Tra i suoi libri conservo le poche mail che ci siamo scambiati (tu a me, io a te, avrebbe detto). Davvero poche parole. Il resto tra di noi era acquisito nel non detto. Questo poeta che del suo nome ne incarnava il simbolo. L’ultima mail che gli inviai non ricevette risposta. La cosa mi sorprese non poco. Lui così puntuale, generoso, attento. Poi seppi della sua malattia e nostro tramite si fece l’amore prezioso di sua moglie Liana (a lei e ai figli Chiara e Giacomo è tutto dedicato questo libro, come il primo, si potrebbe dire, ne Il cancello, peQuod 2018, dove ha riunito i primi due libri, La porta murata del 1982 e Il viale d’inverno del 1989), alla quale inviavo saluti e versi di ritorno, direbbe lui. In un mondo avaro e cinico come quello delle lettere italiane, tenevo a fargli sapere di non averlo mai dimenticato. E non ti ho dimenticato, caro Maestro. E ho solo atteso che si facesse sufficientemente spazio tra la tua morte e questa vita prima di prendere e leggere queste ultime tue carte pubbliche, finalmente asciutte, seccate dalla lontananza.

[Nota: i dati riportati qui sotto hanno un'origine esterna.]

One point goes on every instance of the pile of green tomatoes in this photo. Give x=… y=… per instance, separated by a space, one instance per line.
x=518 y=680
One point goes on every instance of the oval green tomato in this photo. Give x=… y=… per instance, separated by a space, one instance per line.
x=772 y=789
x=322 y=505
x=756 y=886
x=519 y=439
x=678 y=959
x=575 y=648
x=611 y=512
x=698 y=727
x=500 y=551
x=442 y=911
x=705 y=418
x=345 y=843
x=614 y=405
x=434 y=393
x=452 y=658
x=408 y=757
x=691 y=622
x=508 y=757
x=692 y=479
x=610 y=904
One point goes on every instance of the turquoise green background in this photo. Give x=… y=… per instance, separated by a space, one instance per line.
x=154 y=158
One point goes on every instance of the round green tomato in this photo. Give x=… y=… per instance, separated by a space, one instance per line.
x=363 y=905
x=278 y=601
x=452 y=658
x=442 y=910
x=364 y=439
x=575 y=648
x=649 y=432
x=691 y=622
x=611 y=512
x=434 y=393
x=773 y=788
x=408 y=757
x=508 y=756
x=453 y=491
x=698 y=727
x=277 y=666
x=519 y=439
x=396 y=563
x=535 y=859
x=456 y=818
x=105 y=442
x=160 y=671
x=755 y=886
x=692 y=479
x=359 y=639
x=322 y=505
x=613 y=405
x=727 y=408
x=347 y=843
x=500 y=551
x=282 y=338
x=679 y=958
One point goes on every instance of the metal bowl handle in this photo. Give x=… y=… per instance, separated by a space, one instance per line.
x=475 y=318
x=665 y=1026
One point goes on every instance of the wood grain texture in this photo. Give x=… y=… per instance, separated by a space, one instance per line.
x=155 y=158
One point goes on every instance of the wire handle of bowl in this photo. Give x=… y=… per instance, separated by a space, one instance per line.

Il suo esordio, La porta murata, si apre con un esergo preso in prestito da Umberto Saba: E fu un lutto domestico e del mondo, che scelse a segnare l’origine della sua poesia: la perdita del padre quando aveva solo dieci anni, e lo scrivere versi diventerà il suo modo per continuare a interrogarlo, come nella preziosa, gemmata prosa titolata 1962 (p. 129); poeta Scarabicchi che, oltre all’iniziatica e severa vicinanza di Franco Scataglini, ha avuto dichiarati due maestri ideali in Saba e Caproni, ma non ha mai dato eco ai lamentevoli ritmi del primo né ceduto alla rimetta del secondo, segnando così il loro chiaro superamento, e l’assassinio: questa poesia è solo sua!

Francesco Scarabicchi si congeda dal mondo e dalla vita con un’opera memorabile, che ricorda noi in lui, che ne testimonia il restituito di una intera esistenza, che ripete e annulla ogni misura di tempo.

«Si decida il contabile del tempo
a restituirci gli anni non vissuti,
tutti i sogni, le cose, i persi sguardi,
le idee che vanno, veloci, a scomparire.
Che si decida presto a rimborsare
quanto ognuno ha mancato,
smarrendo dell’amore il caro nome

Quando muore un poeta è un lutto domestico e del mondo.